Police last month busted a big illegal marijuana growing operation in Nantou County, seizing a total of 1,361 cannabis plants, the largest in Taiwan's recorded history, the Taichung City Police Department said Saturday.
The raid was conducted on July 27, where officers found planting equipment and 787 cannabis plants grown on a residential rooftop in Xitun District, but the suspect had already escaped from the site, the department said. According to Taichung authorities, the investigation started in early July when local police obtained information from an arrested drug pusher that the marijuana source had come from Kaohsiung.
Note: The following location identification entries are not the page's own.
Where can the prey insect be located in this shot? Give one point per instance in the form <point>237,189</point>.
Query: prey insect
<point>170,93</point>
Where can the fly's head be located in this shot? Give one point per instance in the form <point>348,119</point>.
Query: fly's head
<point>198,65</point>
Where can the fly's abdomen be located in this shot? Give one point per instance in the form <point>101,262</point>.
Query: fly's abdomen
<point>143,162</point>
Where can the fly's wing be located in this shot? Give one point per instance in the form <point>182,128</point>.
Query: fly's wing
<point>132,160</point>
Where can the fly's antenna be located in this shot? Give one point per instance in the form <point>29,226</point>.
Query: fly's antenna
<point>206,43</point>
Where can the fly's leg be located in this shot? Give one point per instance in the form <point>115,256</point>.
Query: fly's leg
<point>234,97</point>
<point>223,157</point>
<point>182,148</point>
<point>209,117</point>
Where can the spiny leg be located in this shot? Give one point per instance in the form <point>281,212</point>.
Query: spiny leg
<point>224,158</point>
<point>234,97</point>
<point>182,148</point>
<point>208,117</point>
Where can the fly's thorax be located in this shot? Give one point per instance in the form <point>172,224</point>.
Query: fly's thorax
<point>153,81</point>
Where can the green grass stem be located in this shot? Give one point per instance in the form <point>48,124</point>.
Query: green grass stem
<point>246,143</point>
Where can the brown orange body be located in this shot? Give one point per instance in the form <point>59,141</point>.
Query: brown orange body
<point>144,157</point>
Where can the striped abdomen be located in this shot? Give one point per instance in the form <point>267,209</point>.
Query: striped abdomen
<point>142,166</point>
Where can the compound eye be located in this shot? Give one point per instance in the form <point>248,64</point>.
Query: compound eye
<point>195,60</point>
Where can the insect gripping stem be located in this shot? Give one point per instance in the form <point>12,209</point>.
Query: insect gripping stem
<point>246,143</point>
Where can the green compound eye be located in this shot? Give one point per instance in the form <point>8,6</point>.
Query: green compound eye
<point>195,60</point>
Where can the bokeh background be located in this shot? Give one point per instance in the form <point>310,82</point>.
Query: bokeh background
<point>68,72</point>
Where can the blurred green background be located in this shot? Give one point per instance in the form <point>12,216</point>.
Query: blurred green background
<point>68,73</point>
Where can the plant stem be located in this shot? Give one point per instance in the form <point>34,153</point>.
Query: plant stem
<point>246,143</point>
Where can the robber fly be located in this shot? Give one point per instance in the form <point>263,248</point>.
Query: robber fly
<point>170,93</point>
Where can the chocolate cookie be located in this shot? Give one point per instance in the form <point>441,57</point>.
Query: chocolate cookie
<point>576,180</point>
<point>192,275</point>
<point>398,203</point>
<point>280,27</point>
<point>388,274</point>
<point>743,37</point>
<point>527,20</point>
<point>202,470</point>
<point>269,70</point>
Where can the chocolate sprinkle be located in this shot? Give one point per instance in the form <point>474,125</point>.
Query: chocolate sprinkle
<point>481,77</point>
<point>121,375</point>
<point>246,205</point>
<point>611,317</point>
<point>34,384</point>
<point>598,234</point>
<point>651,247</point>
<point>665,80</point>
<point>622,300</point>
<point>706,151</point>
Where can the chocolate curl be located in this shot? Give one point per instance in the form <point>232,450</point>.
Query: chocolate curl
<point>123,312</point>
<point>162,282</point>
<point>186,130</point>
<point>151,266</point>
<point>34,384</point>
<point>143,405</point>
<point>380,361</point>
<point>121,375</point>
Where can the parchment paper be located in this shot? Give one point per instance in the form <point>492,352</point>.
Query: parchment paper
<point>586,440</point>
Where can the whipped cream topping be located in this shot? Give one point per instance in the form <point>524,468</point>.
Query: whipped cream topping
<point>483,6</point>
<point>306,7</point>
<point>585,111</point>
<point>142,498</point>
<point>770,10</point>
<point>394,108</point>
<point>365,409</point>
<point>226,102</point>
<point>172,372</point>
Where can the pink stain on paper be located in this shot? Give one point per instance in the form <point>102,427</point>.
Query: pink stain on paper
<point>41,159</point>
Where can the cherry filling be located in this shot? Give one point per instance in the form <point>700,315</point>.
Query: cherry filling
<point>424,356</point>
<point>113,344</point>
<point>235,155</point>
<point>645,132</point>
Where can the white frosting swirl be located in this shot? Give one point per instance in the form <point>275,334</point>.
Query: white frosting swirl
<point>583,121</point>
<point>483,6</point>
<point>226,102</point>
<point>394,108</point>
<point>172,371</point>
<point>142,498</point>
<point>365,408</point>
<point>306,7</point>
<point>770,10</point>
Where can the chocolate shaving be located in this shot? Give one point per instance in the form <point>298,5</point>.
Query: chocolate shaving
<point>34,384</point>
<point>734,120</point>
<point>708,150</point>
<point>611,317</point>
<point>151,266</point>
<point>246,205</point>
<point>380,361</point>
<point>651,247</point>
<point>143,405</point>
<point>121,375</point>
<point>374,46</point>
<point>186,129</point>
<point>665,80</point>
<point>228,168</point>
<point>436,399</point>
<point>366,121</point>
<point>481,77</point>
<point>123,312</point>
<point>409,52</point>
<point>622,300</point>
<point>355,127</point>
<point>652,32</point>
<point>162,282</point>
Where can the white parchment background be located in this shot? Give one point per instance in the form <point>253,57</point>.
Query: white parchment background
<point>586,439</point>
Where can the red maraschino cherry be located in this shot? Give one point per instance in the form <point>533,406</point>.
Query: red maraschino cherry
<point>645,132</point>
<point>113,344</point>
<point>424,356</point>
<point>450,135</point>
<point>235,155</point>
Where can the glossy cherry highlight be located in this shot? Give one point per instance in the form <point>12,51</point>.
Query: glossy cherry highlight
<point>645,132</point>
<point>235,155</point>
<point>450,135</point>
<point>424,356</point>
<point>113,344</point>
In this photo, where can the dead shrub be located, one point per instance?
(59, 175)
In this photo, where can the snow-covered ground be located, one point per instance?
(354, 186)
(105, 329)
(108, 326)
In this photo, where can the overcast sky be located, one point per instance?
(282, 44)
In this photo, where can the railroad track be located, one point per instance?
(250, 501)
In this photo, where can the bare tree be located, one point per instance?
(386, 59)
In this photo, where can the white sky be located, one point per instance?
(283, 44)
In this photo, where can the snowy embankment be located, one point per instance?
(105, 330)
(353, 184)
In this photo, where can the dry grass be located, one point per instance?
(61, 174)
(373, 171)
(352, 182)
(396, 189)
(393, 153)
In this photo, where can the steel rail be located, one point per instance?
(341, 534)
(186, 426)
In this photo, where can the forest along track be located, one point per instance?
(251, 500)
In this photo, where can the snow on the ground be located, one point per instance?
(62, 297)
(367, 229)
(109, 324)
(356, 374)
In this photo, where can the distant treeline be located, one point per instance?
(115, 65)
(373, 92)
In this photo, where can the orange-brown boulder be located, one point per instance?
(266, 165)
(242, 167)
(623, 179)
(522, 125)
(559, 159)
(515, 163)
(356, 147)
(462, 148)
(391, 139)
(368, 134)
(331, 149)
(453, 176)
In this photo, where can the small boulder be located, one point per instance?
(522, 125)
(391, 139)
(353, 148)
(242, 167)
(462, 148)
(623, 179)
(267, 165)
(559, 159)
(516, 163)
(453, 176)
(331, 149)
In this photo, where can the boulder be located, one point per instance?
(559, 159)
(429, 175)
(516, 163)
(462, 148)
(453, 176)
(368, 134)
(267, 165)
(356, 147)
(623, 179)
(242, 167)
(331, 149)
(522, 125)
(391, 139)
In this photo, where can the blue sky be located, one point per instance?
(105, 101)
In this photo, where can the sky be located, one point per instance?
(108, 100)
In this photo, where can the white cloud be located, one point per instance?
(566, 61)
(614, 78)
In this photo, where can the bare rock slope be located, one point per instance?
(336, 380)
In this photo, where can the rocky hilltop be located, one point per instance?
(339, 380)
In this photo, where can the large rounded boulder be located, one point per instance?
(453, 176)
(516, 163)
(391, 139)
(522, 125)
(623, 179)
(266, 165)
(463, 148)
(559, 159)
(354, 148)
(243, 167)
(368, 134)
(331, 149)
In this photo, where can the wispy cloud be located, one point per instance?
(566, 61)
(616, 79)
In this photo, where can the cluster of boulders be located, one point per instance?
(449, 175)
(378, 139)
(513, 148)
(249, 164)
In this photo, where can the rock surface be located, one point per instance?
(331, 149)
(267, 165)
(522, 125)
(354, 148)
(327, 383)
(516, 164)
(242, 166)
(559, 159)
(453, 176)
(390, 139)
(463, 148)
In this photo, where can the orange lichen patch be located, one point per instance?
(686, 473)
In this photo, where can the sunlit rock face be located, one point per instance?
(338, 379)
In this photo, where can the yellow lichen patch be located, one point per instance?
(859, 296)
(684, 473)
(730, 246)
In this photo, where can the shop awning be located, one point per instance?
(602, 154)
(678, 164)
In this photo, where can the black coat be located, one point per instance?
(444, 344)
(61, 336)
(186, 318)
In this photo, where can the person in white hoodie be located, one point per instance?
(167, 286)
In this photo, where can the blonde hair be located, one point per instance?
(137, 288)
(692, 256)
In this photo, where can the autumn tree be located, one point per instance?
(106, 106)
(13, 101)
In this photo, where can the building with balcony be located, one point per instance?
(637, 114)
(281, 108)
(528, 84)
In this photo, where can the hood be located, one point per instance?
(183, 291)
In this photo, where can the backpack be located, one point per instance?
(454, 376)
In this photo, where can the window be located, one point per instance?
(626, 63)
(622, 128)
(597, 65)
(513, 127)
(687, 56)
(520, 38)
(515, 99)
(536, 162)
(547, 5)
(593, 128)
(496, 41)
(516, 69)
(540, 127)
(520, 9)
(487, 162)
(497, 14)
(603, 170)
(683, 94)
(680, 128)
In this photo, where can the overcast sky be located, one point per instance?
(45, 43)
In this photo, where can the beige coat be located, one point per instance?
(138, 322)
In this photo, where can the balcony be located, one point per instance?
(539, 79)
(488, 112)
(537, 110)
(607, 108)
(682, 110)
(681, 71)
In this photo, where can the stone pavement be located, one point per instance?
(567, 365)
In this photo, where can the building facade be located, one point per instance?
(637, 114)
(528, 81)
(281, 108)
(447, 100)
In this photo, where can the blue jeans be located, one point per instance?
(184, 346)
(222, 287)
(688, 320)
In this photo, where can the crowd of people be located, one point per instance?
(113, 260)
Teaming up with authorities there, officers from the two municipalities dug deeper into the case, arresting everyone involved in the illegal sale of marijuana and subsequently tracing the main source of the drug supply to a man surnamed Liu (劉) in Nantou. Liu had been in hiding since the seizure but later turned himself in to Taichung police on Aug. 7, when he also told authorities of another batch of 574 cannabis plants that he managed to move in time to another location prior to the July 27 raid, the department said, adding that the investigation was only made public on Saturday as the city's prosecutors had to first officially close the case.
Unlike in certain U.S. states and Canada where marijuana is allowed for medical or recreational purposes, in Taiwan, it is a Category Two narcotic, with Category One being heroin and opium. The punishment for the manufacture, transportation, or sale of Category Two narcotics is seven years to life imprisonment, based on laws governed by the Narcotics Hazard Prevention Act.